Each ball of yarn carries a colour code and a batch number on their label. Yarns with the same batch number have been through the same colour run. Sometimes (not always) you may get very slight variations in tone if you have balls with different batch numbers. In most cases, the differences tend to be very minor and often hardly noticeable (it is still the same colour!), but we nevertheless aim to ship out yarn with the same batch number whenever possible. Unfortunately sometimes different batch numbers simply can't be avoided for a variety of reasons.

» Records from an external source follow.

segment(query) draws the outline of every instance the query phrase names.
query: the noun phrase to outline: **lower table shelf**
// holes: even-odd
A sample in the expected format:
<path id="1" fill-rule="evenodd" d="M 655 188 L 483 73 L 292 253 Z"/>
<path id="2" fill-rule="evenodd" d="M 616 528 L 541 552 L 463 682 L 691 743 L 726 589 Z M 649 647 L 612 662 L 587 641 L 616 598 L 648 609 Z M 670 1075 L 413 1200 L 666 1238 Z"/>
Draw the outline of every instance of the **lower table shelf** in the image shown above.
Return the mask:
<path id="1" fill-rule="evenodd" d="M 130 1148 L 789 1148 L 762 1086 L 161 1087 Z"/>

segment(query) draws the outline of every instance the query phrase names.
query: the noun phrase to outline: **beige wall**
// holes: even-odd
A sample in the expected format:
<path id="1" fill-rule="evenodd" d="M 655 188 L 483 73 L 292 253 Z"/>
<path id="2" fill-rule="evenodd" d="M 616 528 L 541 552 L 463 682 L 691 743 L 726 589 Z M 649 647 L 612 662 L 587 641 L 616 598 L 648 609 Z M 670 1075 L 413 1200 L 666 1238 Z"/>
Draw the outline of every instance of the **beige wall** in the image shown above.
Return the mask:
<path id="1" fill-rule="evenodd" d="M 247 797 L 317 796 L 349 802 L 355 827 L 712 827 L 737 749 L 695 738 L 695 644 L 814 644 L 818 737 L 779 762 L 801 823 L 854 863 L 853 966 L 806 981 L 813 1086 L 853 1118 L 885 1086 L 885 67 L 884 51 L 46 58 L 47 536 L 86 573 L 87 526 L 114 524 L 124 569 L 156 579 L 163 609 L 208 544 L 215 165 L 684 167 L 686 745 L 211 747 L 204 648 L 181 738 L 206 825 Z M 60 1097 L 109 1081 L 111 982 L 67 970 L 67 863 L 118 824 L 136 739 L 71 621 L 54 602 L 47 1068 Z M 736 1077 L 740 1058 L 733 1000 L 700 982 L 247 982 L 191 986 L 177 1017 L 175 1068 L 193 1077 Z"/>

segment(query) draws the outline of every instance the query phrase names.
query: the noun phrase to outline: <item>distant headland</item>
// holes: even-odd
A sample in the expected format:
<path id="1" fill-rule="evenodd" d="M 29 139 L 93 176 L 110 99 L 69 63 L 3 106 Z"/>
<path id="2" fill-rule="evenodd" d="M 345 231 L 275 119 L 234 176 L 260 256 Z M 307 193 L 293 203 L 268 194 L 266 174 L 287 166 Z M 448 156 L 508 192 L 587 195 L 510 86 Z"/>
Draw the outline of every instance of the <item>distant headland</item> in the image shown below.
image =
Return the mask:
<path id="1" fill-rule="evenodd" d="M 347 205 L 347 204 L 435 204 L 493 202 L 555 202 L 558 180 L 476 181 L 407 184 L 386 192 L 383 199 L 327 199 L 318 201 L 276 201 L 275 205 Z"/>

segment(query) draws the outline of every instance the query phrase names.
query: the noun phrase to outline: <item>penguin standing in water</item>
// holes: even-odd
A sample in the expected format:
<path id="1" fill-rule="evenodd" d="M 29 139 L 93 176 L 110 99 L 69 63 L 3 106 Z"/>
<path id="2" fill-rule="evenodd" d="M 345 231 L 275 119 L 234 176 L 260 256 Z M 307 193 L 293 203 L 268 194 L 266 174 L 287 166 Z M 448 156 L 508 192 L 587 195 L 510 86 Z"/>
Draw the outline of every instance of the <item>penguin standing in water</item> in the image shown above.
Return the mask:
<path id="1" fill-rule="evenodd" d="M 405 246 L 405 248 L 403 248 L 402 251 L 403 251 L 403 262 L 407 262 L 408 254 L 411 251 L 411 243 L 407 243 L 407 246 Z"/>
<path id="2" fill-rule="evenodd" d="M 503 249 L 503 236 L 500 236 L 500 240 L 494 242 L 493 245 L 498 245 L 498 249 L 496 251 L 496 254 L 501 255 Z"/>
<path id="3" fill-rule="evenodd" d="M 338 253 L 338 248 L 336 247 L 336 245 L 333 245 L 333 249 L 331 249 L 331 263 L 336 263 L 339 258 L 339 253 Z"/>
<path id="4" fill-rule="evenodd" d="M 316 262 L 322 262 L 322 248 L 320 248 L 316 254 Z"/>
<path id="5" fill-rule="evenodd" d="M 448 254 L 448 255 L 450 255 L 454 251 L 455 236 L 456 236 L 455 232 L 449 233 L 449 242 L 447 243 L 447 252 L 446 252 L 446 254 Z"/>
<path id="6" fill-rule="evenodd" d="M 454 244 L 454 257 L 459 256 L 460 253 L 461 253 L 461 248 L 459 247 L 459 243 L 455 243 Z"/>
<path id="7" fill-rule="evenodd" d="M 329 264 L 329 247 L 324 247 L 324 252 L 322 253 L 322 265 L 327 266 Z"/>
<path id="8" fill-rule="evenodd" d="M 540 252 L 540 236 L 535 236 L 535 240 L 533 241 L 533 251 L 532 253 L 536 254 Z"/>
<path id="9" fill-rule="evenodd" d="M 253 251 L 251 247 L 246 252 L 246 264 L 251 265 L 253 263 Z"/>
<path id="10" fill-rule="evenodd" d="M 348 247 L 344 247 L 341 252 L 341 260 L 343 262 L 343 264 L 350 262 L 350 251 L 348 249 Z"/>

Does it actually matter? The answer is that it depends a bit on the yarn: Variegated yarns or tweed yarns have variations of tone within the yarn itself and a different batch number won't affect the end result much at all. With other types of yarn, there are some simple tricks that will ensure that your knitted garment will have no noticeable differences in tone.
First, sort all the balls according to their batch numbers so you can determine whether you have any balls that have a different batch number and where you want to use them. You could knit the hems and cuffs with one and the basic pattern with another batch number and any difference in shade will be hardly noticeable. You can also aim to knit the front in one batch number and the back in the other, or work the sleeves in a different number to the body, and again, nobody will notice the difference.
Sometimes, you may knit most of your jumper and realise that you are running out of yarn. Chances are that you end up buying a couple of extra balls of yarn with a different batch number at that point. To avoid any visible variation in tone, change to the new yarn slowly over several rows: Instead of simply finishing one batch and then starting with the next, over about 12 rows knit all RS rows with a ball from the first batch and all WS rows with a ball from the second batch. That way any colour variation will blend in and be hardly noticeable.